C’est très difficile à évaluer, puisque c’est intangible! Un certain nombre de marques de montres non suisses tiennent aujourd’hui le haut du pavé, à l’image de Lange & Söhne, Glasshütte, Graham, Bremont, ce qui signifie que le Swiss Made n’est pas impératif pour réussir dans l’horlogerie de luxe.
Mais, a contrario, il est évident que le Swiss Made garantit la concentration et le maintien de l’excellence horlogère en Suisse. De ce fait, cette norme est un facteur énorme de création de valeur.
Quelle est la plus-value du Swissness en matière de durabilité et d’éthique par exemple?
Le Swissness s’insère parfaitement et a du sens dans ces deux problématiques, car il est synonyme de recherche de la meilleure solution possible, sans tomber dans le consensus mou. C’est nécessairement la recherche du plus grand dénominateur commun, en repoussant les limites vers le haut, et en aucun cas un nivellement par le bas.
Que souhaitez-vous enclencher par le biais de cette troisième édition du Swiss Genius?

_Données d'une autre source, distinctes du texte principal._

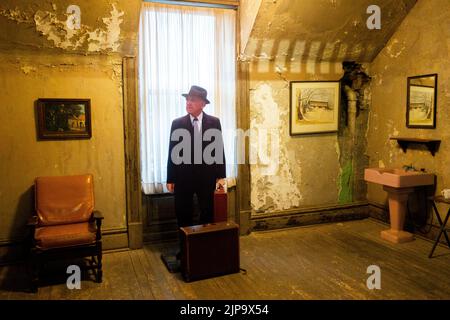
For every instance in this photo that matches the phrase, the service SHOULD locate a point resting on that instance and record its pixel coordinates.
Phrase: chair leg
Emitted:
(33, 269)
(442, 230)
(99, 264)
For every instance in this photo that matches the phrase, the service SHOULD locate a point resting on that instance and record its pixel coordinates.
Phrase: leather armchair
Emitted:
(65, 224)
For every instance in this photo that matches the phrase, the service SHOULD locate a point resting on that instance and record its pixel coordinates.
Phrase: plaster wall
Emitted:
(305, 170)
(421, 45)
(41, 57)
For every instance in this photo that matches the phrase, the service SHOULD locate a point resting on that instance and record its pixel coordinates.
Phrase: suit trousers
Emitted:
(184, 197)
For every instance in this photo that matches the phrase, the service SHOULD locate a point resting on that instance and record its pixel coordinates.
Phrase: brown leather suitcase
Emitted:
(220, 206)
(209, 250)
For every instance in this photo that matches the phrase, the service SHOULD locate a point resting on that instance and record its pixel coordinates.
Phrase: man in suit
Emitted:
(196, 162)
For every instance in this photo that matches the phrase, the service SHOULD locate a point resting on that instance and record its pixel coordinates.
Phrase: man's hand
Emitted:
(220, 184)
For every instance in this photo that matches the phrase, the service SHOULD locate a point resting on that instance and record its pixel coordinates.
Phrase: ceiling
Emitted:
(321, 30)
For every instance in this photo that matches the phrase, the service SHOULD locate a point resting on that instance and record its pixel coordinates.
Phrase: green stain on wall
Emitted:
(346, 184)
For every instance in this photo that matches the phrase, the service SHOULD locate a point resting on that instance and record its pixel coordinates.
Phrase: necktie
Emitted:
(197, 143)
(195, 124)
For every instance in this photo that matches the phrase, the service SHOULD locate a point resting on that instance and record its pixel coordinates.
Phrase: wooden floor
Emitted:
(317, 262)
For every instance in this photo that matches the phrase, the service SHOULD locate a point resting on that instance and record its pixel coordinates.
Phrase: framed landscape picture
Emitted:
(421, 102)
(314, 107)
(62, 119)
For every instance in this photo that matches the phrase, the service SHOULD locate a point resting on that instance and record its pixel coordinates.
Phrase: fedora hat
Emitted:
(197, 91)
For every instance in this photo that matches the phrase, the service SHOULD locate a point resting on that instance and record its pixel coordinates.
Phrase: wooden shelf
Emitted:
(432, 144)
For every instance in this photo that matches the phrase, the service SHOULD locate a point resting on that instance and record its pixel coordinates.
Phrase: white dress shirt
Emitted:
(200, 117)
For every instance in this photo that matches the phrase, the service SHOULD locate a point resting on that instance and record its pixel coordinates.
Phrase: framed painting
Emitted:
(62, 119)
(421, 102)
(314, 107)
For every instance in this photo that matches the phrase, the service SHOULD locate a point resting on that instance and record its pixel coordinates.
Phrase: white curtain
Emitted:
(181, 46)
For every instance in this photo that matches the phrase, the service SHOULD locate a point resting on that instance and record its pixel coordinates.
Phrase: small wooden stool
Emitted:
(443, 229)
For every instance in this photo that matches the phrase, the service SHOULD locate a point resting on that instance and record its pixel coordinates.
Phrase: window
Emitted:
(181, 46)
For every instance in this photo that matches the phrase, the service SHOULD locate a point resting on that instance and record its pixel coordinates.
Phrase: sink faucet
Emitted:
(409, 168)
(412, 168)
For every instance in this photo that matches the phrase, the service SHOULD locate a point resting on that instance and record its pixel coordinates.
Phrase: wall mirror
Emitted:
(421, 101)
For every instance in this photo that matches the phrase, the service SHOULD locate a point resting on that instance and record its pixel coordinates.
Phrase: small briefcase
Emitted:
(209, 250)
(220, 206)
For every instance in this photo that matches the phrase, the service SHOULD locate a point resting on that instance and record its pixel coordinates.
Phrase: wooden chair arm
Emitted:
(97, 215)
(32, 221)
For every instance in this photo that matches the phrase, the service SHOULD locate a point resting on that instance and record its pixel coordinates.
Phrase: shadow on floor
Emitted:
(16, 278)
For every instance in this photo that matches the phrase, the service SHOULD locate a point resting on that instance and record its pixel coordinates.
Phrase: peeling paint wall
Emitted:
(419, 46)
(104, 26)
(40, 57)
(248, 12)
(311, 167)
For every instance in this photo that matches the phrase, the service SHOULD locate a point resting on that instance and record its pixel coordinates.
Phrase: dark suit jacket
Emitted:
(188, 174)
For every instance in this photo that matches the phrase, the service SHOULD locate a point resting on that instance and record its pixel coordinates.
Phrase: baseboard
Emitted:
(309, 216)
(16, 250)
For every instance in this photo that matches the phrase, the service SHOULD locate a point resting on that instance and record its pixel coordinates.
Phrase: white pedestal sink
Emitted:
(399, 184)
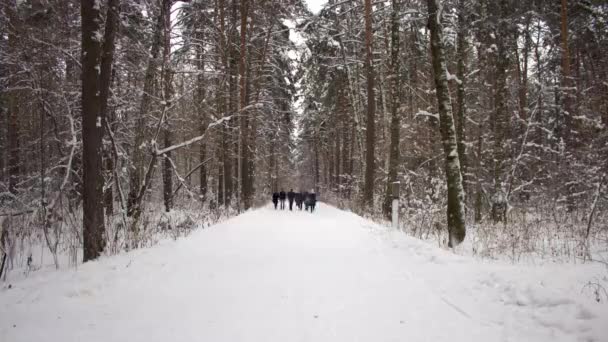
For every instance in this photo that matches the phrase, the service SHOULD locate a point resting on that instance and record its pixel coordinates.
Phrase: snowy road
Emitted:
(291, 276)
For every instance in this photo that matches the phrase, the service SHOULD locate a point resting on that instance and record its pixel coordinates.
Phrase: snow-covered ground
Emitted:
(294, 276)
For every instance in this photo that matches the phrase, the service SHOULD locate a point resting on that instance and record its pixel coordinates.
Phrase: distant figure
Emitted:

La beauté d’être jeune étudiant, c’est d’être absolutiste ou d’avoir l’envie de révolutionner le système. Le problème est d’arriver à partager la complexité de la transformation dans la vision globale. La transition écologique coûte très cher. La durabilité à tout prix est possible, mais, dans le cadre horloger, au détriment de produits d’entrée de gamme. Est-ce l’idée de devenir si élitiste? C’est là qu’il est intéressant d’écouter les représentants de ces nouvelles générations et leurs solutions qui intègrent cette problématique. On doit évidemment comprendre leurs attentes et leurs idéaux, car c’est eux, le futur de la planète. Mais on doit aussi leur exposer les challenges du présent et sur lesquels travailler avec eux à une solution de transition qui conjugue ces deux visions. C’est ce que j’aime avec le Swissness: faire d’une contrainte une opportunité, chacun dans son rôle, des industriels aux marques, en passant par la jeune génération. Le prix Swiss Genius peut apprendre à rapprocher les perspectives. Faire rentrer les jeunes générations dans la réalité des sujets, plutôt que de les maintenir à l’état d’injonction ou de «wishful thinking» sans entrer dans le cœur des sujets. Swiss Genius est un moteur qui permet de sortir de la théorie et d’entrer dans le parler-vrai.
Comment faire évoluer le Swiss Made et le Swissness?
Une de nos contraintes principales est l’absence de main-d’œuvre, car beaucoup d’écoles ont fermé. Par le passé, l’horlogerie vivait un peu repliée sur elle-même, l’innovation suivait uniquement les codes horlogers. Depuis lors, par le biais de l’arrivée d’autres industries, le carcan a volé en éclats. La micromécanique est une technologie qui consomme très peu d’énergie et qui s’adapte à bien des domaines, du médical à l’aéronautique. Il faudrait inventer des écoles qui ouvrent à ces industries. Il faut que les étudiants aient accès à ces univers. La Suisse a sa place dans cette expertise. La Suisse est un produit de luxe et un miracle économique qui sait garder un rapport concret avec la productivité. C’est une richesse qu’il faut continuer à développer.